Le VAFC est passé cette semaine devant la Direction nationale du contrôle de gestion (DNCG). Qu'en est-il ressorti ?

On a présenté un budget de 22 millions d'euros qui a été accepté sans soucis. Bien sûr, on ne peut pas faire n'importe quoi. Sur les transferts par exemple, la DNCG reçoit les contrats et a la possibilité de vérifier si l'on tient nos engagements. Dans le cas contraire, ces contrats ne seraient pas homologués.

En termes de recrutement, votre marge de manoeuvre est étroite. Comment avez-vous fait pour attirer Haddad, Roudet et Penneteau ?

C'est une addition. Le projet du club, la personnalité d'Antoine Kombouaré, le public de Nungesser sont nos atouts. On a moins de mal à recruter cette saison que l'an dernier. Par exemple, Philippe Brunel avait refusé de nous rejoindre pour la montée en L2. S'il avait accepté, aujourd'hui, il serait en L1.

L'autre moyen de recruter pour un club comme Valenciennes, c'est le prêt...
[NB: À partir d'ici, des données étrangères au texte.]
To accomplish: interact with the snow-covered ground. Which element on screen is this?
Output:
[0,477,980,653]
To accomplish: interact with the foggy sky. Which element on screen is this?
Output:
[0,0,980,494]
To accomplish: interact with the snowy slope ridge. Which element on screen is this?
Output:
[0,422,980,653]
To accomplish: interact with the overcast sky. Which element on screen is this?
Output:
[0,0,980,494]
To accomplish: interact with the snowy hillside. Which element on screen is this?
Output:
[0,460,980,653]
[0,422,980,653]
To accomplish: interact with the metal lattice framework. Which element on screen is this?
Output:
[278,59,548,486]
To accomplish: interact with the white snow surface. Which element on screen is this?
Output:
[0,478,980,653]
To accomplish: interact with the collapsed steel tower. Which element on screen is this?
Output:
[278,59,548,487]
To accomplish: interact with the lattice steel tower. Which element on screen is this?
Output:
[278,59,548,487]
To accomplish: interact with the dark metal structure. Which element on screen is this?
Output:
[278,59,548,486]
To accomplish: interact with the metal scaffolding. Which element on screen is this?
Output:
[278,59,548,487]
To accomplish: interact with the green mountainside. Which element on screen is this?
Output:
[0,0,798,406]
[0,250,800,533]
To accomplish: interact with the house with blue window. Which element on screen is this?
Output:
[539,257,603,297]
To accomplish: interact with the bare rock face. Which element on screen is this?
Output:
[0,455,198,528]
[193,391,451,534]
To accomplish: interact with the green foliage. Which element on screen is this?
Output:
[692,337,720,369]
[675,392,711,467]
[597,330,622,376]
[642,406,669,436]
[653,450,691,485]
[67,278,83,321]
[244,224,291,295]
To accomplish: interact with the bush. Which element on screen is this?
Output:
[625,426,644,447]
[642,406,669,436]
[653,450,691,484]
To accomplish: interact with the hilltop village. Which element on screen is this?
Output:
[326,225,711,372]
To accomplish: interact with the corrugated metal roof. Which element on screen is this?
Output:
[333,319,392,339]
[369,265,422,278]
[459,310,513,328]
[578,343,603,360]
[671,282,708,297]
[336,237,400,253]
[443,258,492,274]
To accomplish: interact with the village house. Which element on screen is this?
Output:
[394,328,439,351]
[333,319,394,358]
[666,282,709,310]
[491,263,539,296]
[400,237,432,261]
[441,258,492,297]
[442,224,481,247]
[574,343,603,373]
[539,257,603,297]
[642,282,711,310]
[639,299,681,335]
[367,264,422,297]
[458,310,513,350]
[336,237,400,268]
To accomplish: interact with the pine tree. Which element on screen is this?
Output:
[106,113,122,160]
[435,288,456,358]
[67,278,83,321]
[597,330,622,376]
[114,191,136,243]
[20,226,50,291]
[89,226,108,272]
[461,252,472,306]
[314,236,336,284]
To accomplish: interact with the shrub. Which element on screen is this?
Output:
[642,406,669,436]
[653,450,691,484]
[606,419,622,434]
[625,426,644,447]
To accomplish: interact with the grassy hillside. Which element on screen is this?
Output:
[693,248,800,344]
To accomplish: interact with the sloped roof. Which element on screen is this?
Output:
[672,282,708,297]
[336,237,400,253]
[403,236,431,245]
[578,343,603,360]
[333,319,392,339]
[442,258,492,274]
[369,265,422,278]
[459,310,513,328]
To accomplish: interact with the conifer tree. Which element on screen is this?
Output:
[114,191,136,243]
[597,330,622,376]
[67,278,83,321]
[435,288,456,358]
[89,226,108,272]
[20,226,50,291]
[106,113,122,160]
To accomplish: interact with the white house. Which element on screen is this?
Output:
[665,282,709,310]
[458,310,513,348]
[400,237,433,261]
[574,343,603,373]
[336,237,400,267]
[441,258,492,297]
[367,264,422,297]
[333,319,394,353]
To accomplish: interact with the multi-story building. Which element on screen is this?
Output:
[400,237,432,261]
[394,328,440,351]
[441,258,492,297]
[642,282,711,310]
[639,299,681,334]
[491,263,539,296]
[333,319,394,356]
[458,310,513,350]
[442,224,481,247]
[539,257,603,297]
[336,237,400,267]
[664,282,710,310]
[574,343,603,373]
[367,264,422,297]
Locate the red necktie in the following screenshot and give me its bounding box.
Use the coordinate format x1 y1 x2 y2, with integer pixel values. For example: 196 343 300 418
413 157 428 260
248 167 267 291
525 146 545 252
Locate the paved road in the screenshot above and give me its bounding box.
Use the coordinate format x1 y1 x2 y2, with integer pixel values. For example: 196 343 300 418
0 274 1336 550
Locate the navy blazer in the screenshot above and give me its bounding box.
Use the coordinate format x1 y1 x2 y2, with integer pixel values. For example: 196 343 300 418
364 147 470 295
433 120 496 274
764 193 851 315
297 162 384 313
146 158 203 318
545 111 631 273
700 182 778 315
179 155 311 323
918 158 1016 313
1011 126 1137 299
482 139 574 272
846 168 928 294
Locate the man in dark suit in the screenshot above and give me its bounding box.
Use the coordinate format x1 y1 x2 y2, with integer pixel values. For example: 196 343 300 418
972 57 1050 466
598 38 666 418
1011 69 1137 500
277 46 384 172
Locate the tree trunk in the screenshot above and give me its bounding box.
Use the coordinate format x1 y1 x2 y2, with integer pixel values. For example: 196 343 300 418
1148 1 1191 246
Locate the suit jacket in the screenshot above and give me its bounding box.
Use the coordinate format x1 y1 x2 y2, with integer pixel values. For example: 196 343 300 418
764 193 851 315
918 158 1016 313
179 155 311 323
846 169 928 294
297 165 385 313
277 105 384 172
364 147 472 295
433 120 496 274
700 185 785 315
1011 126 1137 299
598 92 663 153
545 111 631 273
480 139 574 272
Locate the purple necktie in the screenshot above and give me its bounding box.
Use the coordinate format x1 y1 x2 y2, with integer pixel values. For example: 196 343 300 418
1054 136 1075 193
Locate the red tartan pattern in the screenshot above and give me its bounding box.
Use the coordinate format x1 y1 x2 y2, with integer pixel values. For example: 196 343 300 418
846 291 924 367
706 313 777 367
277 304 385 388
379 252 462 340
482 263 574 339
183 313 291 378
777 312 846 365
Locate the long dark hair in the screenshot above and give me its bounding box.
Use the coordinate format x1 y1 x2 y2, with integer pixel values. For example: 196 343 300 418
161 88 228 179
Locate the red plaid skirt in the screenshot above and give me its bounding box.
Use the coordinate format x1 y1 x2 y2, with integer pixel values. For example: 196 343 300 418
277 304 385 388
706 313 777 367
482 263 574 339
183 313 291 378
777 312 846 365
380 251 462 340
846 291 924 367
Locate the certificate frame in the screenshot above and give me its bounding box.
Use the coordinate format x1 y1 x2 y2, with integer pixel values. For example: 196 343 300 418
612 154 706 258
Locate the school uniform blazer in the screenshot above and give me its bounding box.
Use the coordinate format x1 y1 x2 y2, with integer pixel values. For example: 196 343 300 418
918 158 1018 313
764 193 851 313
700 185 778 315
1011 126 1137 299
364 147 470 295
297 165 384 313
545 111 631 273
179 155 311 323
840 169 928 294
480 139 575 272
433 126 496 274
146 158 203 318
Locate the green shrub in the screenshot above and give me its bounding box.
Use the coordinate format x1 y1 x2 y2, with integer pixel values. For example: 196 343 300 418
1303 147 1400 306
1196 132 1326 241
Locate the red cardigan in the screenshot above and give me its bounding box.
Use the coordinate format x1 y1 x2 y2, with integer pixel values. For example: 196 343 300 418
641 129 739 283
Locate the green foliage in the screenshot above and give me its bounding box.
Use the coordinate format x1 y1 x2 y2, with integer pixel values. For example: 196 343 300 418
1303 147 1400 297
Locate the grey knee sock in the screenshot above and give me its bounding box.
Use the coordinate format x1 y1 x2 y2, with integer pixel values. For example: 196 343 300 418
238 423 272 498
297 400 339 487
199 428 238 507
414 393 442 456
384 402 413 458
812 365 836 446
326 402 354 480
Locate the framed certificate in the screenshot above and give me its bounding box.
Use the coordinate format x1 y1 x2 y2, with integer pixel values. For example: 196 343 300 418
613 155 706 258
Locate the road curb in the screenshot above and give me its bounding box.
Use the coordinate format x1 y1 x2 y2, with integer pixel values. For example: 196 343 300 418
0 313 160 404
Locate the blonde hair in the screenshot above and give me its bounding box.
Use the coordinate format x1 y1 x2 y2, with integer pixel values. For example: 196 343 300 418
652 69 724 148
Aujourd'hui, c'est très dur d'en obtenir un, parce que les prêts payants, comme celui de Frau à Lens, sont à présent interdits. Un club qui prête, ça ne fait qu'alléger sa masse salariale.

Doit-on s'attendre à d'autres arrivées cette semaine ?

On cherche encore trois joueurs. On espère en finaliser un dans la semaine. Mais le marché est bloqué, à cause de la Coupe du monde. On espère avoir un groupe complet pour le premier stage de la saison. C'est ce qui avait fait notre force l'an passé.